D’AUTRES MAISONS MODULAIRES. L’architecte norvégien a également remporté un concours pour 24 appartements communaux dans la ville portuaire du Havre.

– Après avoir terminé six blocs modulaires rue de Ryenberg à Oslo, j’ai poursuivi le développement du principe modulaire. Cette méthode de construction est efficace, mais les immeubles ont pris un aspect trop « tiroirs ». Il leur manque une terminaison du toit, de la corniche et des reliefs importants sur les façades, nous dit Schultz.

Le système modulaire pour des pavillons individuels ou appartements en France  suit le même principe que les résidences à Compiègne, mais il comprend deux modules: Un module sec, avec deux chambres, et un module humide avec la cuisine, la salle de bains et une petite chambre.
- Les deux modules sont placés avec une distance de 4,2 mètres l’un de l’autre, et l’espace entre les deux constitue le séjour. Les parois des modules vers le séjour sont terminées en usine. Un élément plancher et un élément plafond encadrent le séjour, avec deux murs de pignon entre l'entrée et la sortie vers la terrasse ou le balcon. On dispose ainsi d’une pièce centrale d’une largeur de 4,2 mètres, sans avoir à fabriquer un module. La pièce centrale traverse l’ensemble, et l’orientation peut être nord/sud aussi bien qu’est/ouest.

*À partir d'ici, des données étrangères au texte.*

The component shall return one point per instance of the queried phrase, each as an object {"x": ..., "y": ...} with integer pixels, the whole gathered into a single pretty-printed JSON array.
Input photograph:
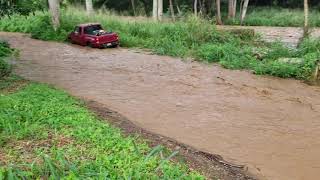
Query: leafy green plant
[
  {"x": 63, "y": 140},
  {"x": 191, "y": 37}
]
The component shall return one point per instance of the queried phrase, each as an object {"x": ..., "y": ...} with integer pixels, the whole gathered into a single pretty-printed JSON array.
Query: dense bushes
[
  {"x": 46, "y": 134},
  {"x": 5, "y": 51},
  {"x": 192, "y": 37}
]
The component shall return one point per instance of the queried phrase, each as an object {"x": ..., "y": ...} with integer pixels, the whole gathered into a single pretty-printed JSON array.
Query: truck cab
[{"x": 93, "y": 35}]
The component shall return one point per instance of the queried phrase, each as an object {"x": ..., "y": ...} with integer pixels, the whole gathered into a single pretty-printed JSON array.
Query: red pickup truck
[{"x": 93, "y": 35}]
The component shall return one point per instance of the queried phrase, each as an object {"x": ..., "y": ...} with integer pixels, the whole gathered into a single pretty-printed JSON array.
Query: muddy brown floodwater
[{"x": 271, "y": 125}]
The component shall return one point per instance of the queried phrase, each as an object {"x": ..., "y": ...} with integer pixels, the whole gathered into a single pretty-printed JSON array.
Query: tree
[
  {"x": 133, "y": 7},
  {"x": 306, "y": 19},
  {"x": 218, "y": 12},
  {"x": 160, "y": 9},
  {"x": 89, "y": 7},
  {"x": 172, "y": 10},
  {"x": 230, "y": 8},
  {"x": 234, "y": 10},
  {"x": 54, "y": 7},
  {"x": 195, "y": 7},
  {"x": 155, "y": 10},
  {"x": 244, "y": 10}
]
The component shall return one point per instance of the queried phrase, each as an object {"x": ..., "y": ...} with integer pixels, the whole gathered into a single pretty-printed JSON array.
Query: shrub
[
  {"x": 191, "y": 36},
  {"x": 5, "y": 51}
]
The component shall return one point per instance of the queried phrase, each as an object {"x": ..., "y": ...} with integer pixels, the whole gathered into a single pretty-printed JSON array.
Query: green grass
[
  {"x": 46, "y": 134},
  {"x": 273, "y": 16},
  {"x": 191, "y": 37}
]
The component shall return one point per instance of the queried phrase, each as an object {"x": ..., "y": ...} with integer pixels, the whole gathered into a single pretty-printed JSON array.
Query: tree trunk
[
  {"x": 54, "y": 7},
  {"x": 234, "y": 11},
  {"x": 244, "y": 10},
  {"x": 306, "y": 19},
  {"x": 241, "y": 7},
  {"x": 178, "y": 9},
  {"x": 195, "y": 7},
  {"x": 218, "y": 12},
  {"x": 230, "y": 8},
  {"x": 160, "y": 9},
  {"x": 133, "y": 7},
  {"x": 155, "y": 10},
  {"x": 172, "y": 10},
  {"x": 89, "y": 7}
]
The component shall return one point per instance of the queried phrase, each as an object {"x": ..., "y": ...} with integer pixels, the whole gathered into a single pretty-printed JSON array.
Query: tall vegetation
[
  {"x": 89, "y": 7},
  {"x": 54, "y": 7},
  {"x": 306, "y": 18},
  {"x": 193, "y": 37}
]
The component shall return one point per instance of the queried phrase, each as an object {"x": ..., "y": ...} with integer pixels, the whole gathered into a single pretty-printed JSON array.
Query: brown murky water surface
[{"x": 271, "y": 125}]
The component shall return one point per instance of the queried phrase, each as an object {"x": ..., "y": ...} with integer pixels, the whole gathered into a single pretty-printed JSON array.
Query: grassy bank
[
  {"x": 5, "y": 51},
  {"x": 192, "y": 37},
  {"x": 273, "y": 16},
  {"x": 46, "y": 134}
]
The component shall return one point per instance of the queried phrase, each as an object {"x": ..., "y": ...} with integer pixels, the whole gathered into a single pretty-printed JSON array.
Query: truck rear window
[{"x": 92, "y": 30}]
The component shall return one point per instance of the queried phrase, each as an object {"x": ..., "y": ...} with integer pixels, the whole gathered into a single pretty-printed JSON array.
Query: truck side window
[{"x": 77, "y": 30}]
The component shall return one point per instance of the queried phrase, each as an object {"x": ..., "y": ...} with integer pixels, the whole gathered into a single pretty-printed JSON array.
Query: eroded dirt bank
[{"x": 272, "y": 125}]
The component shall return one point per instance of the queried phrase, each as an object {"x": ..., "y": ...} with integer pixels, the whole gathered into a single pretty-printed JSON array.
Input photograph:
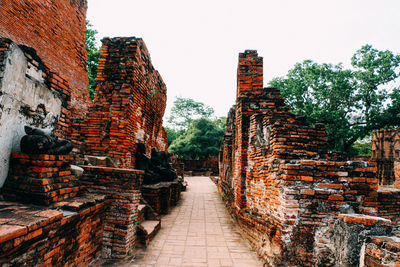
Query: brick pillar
[{"x": 249, "y": 84}]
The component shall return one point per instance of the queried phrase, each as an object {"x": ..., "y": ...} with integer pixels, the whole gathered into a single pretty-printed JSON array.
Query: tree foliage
[
  {"x": 93, "y": 53},
  {"x": 350, "y": 102},
  {"x": 201, "y": 140},
  {"x": 185, "y": 110}
]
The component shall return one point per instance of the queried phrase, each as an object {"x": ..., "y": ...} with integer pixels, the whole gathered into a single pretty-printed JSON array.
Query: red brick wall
[
  {"x": 56, "y": 30},
  {"x": 382, "y": 251},
  {"x": 129, "y": 103},
  {"x": 45, "y": 237},
  {"x": 54, "y": 81}
]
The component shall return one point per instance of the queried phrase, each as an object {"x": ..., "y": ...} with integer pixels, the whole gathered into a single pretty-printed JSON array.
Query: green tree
[
  {"x": 350, "y": 102},
  {"x": 185, "y": 110},
  {"x": 202, "y": 140},
  {"x": 93, "y": 53}
]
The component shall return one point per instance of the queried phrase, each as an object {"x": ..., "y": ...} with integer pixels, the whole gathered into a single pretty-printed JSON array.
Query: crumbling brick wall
[
  {"x": 56, "y": 30},
  {"x": 285, "y": 188},
  {"x": 129, "y": 104},
  {"x": 385, "y": 148},
  {"x": 30, "y": 94}
]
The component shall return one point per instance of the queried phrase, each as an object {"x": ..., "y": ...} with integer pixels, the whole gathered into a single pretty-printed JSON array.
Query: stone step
[{"x": 146, "y": 232}]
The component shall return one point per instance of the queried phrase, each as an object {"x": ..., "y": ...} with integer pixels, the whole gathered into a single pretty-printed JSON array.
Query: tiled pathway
[{"x": 198, "y": 232}]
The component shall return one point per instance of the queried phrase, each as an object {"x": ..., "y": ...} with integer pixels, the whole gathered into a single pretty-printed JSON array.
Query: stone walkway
[{"x": 198, "y": 232}]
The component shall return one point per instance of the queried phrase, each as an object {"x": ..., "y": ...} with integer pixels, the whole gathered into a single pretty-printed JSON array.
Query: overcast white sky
[{"x": 195, "y": 44}]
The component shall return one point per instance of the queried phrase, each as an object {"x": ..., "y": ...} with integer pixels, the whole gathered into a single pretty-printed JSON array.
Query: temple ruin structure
[
  {"x": 298, "y": 204},
  {"x": 53, "y": 212}
]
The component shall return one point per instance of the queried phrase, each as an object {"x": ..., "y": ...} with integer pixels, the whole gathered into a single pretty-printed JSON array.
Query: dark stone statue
[
  {"x": 37, "y": 141},
  {"x": 157, "y": 168}
]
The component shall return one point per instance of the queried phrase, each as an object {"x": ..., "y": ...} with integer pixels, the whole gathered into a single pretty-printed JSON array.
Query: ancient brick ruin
[
  {"x": 386, "y": 153},
  {"x": 128, "y": 107},
  {"x": 298, "y": 204},
  {"x": 76, "y": 218}
]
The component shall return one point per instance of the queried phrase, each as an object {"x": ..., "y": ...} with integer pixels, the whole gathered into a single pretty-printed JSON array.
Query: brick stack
[
  {"x": 56, "y": 35},
  {"x": 67, "y": 234},
  {"x": 382, "y": 251},
  {"x": 385, "y": 148},
  {"x": 162, "y": 196},
  {"x": 40, "y": 179},
  {"x": 122, "y": 186},
  {"x": 129, "y": 104},
  {"x": 279, "y": 180}
]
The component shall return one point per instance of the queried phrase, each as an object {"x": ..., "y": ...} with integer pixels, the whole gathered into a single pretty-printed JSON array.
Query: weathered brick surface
[
  {"x": 37, "y": 236},
  {"x": 278, "y": 178},
  {"x": 385, "y": 148},
  {"x": 129, "y": 104},
  {"x": 209, "y": 165},
  {"x": 382, "y": 251},
  {"x": 162, "y": 196},
  {"x": 123, "y": 188},
  {"x": 53, "y": 80},
  {"x": 56, "y": 30},
  {"x": 40, "y": 179}
]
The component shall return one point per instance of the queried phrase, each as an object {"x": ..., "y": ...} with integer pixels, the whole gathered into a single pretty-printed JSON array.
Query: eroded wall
[
  {"x": 30, "y": 94},
  {"x": 284, "y": 187},
  {"x": 129, "y": 104},
  {"x": 56, "y": 30}
]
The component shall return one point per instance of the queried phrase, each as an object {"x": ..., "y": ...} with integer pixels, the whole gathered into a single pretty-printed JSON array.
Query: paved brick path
[{"x": 198, "y": 232}]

Les matériaux, l’isolation et la consommation énergétique permettent la référence HQE. Ceci est un avantage lors du choix du projet par les clients. Actuellement, Schultz compte sur le «bouche à oreille» après la construction des résidences à Compiègne.

- J’ai déjà reçu des appels de clients potentiels, dit l’architecte.